Stefan Halper chose British soil to introduce himself in early July 2016 to Trump campaign volunteer Carter Page (pictured), who became the target of an FBI wiretap the following October. Mr. Page told The Washington Times that the July meeting was his first of several encounters with Mr. Halper. (Associated Press)

President Trump called attention Saturday to a new revelation about the federal probe of his 2016 campaign, noting that a secret federal court held no hearings before granting surveillance warrants.

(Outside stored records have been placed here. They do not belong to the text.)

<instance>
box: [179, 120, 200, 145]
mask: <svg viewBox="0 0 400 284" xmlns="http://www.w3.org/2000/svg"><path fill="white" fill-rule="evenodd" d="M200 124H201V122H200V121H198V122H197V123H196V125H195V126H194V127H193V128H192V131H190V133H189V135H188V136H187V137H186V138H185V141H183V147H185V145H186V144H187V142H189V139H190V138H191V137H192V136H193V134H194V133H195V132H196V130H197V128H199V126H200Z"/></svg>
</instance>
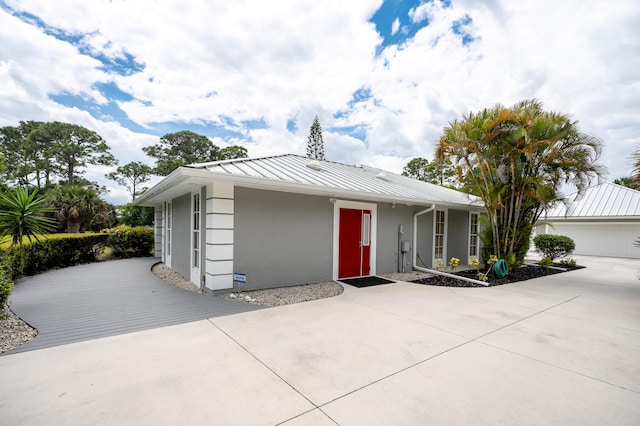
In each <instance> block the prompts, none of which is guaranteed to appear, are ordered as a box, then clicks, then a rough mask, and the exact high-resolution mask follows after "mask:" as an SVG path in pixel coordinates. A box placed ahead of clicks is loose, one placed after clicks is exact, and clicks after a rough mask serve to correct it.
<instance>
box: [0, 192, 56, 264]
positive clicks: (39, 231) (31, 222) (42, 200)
mask: <svg viewBox="0 0 640 426" xmlns="http://www.w3.org/2000/svg"><path fill="white" fill-rule="evenodd" d="M37 193H38V191H37V190H35V189H34V190H33V191H32V192H31V193H29V191H28V190H27V189H23V188H16V189H14V190H13V191H10V192H7V193H2V194H0V207H1V209H0V238H4V237H7V236H9V237H11V244H10V245H9V247H8V248H7V250H6V252H5V254H6V253H8V252H10V251H11V249H12V248H13V247H14V246H15V245H16V244H22V243H23V237H26V238H28V239H29V241H31V240H32V238H34V239H36V240H38V235H42V234H47V233H50V232H52V231H53V229H54V227H55V222H54V221H53V220H52V219H51V218H48V217H45V216H44V214H45V213H46V212H48V211H50V209H48V208H46V207H45V206H44V203H45V198H43V197H38V198H36V195H37Z"/></svg>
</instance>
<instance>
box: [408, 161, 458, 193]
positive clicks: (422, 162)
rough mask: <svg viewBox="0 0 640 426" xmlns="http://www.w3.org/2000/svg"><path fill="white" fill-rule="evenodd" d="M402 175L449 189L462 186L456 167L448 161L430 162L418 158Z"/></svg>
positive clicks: (433, 161)
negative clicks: (454, 166) (417, 179)
mask: <svg viewBox="0 0 640 426" xmlns="http://www.w3.org/2000/svg"><path fill="white" fill-rule="evenodd" d="M402 175H403V176H408V177H412V178H414V179H418V180H421V181H423V182H429V183H432V184H434V185H441V186H447V187H449V188H458V187H459V186H460V181H459V180H458V179H457V175H456V169H455V167H453V166H452V165H451V163H448V162H446V161H445V162H441V161H437V160H435V161H431V162H430V161H429V160H427V159H426V158H422V157H416V158H414V159H412V160H411V161H409V162H408V163H407V165H406V166H404V168H403V169H402Z"/></svg>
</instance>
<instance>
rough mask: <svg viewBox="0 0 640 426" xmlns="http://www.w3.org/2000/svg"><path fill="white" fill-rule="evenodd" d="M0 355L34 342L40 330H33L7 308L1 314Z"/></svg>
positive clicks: (26, 324)
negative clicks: (30, 342) (33, 339)
mask: <svg viewBox="0 0 640 426" xmlns="http://www.w3.org/2000/svg"><path fill="white" fill-rule="evenodd" d="M0 318H2V319H0V354H3V353H5V352H7V351H10V350H11V349H14V348H17V347H18V346H21V345H24V344H25V343H27V342H29V341H30V340H32V339H33V338H34V337H36V336H37V335H38V330H36V329H35V328H32V327H31V326H29V324H27V323H26V322H24V321H22V320H21V319H20V317H18V316H17V315H16V314H14V313H13V312H12V311H11V310H10V309H9V308H7V307H6V306H5V307H4V309H3V310H2V311H1V312H0Z"/></svg>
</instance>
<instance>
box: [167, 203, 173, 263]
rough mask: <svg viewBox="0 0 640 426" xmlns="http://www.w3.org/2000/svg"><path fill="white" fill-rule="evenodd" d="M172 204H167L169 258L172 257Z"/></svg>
mask: <svg viewBox="0 0 640 426" xmlns="http://www.w3.org/2000/svg"><path fill="white" fill-rule="evenodd" d="M171 213H172V212H171V203H167V228H166V229H167V250H166V253H167V256H171Z"/></svg>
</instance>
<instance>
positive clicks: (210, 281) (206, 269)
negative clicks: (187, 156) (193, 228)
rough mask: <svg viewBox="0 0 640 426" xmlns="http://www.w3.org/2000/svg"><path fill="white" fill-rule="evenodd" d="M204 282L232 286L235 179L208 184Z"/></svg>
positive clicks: (232, 279)
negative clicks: (204, 277) (205, 253)
mask: <svg viewBox="0 0 640 426" xmlns="http://www.w3.org/2000/svg"><path fill="white" fill-rule="evenodd" d="M206 212H207V229H206V263H205V271H206V272H205V285H206V287H207V288H208V289H209V290H222V289H227V288H233V225H234V220H233V213H234V187H233V184H232V183H226V182H222V183H221V182H215V183H213V184H211V185H207V205H206Z"/></svg>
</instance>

“Report: There were no FISA[1] hearings held over Spy documents,” Mr. Trump tweeted.

The Justice Department acknowledged in a court filing Friday night that the Foreign Intelligence Surveillance Court held no hearings on the Foreign Intelligence Surveillance Act spy warrant applications targeting Carter Page, a part-time former Trump campaign adviser who was the subject of four FISA[2] warrants. The court filing was in response to a Freedom of Information Act request by the conservative watchdog group Judicial Watch.

Mr. Page was suspected of being a Russian agent, an accusation he denies in connection with special counsel Robert Mueller’s Russia investigation.

Mr. Trump quoted Judicial Watch President Tom Fitton in his tweets: “‘It is astonishing that the FISA[3] courts couldn’t hold hearings on Spy Warrants targeting Donald Trump. It isn’t about Carter Page, it’s about the Trump Campaign. You’ve got corruption at the DOJ & FBI. The leadership of the DOJ & FBI are completely out to lunch in terms of exposing and holding those accountable who are responsible for that corruption.”

Mr. Fitton said in a statement that the FISA[4] court “rubber-stamped the Carter Page spy warrants and held not one hearing on these extraordinary requests to spy on the Trump team.”...

“Perhaps the court can now hold hearings on how justice was corrupted by material omissions that Hillary Clinton’s campaign, the DNC, a conflicted Bruce Ohr, a compromised Christopher Steele, and anti-Trumper Peter Strzok [a former FBI agent] were all behind the ‘intelligence’ used to persuade the courts to approve the FISA[5] warrants that targeted the Trump team,” Mr. Fitton said.